A note on capacitary measures of semipolar sets (Q1118911)

The author considers a pair of standard processes with stochastic resolvents in strong duality, and he shows that for a Borel set S in the state space satisfying \(S\subset \{P_ S1<\epsilon\), \(\hat P_ S1<\epsilon \}\) for some \(\epsilon\in (0,1]\) (where \(P_ S\), \(\hat P_ S\) denote the respective hitting kernels) there exists a \(\sigma\)-finite measure \(\pi\) on S satisfying the following condition: A Borel subset B of S is polar if and only if \(\pi (B)=0.\) According to a more general result by \textit{C. Dellacherie}, \textit{D. Feyel} and \textit{G.Mokobodzki} [Séminaire de probabilités XVI, Univ. Strasbourg 1980/81, Lect. Notes Math. 920, 8-28 (1982; Zbl 0496.60076)] this property characterizes S to be semipolar.
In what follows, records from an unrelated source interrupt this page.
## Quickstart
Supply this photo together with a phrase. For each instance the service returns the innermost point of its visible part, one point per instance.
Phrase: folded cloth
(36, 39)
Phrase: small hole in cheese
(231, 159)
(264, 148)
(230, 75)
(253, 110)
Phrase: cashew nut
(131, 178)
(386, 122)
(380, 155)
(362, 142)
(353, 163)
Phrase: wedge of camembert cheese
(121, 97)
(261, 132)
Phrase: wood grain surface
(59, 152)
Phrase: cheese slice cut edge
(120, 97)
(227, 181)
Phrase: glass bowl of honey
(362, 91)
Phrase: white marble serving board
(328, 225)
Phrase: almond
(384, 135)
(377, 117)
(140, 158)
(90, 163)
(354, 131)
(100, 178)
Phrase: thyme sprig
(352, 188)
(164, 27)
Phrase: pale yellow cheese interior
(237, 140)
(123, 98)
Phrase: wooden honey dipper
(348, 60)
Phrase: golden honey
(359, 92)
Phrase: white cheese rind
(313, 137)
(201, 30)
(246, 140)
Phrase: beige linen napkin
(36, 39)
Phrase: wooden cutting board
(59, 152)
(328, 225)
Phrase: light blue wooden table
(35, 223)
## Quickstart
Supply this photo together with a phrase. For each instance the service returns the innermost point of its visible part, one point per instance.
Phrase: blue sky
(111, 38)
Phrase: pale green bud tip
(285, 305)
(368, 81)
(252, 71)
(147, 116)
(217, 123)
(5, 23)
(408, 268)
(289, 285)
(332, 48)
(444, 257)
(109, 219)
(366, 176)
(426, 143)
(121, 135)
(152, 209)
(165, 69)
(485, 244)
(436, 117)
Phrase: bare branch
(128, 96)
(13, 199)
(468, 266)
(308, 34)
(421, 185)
The author shows, moreover, that the measure \(\pi\) may be chosen as the capacitary measure with respect to a \(\lambda\)-subprocess \((\lambda >0)\) provided \(\epsilon <1.\) In a recent preprint ``Remarks on a paper of Kanda'', \textit{P. J. Fitzsimmons} has strengthened the author's result and simplified its proof.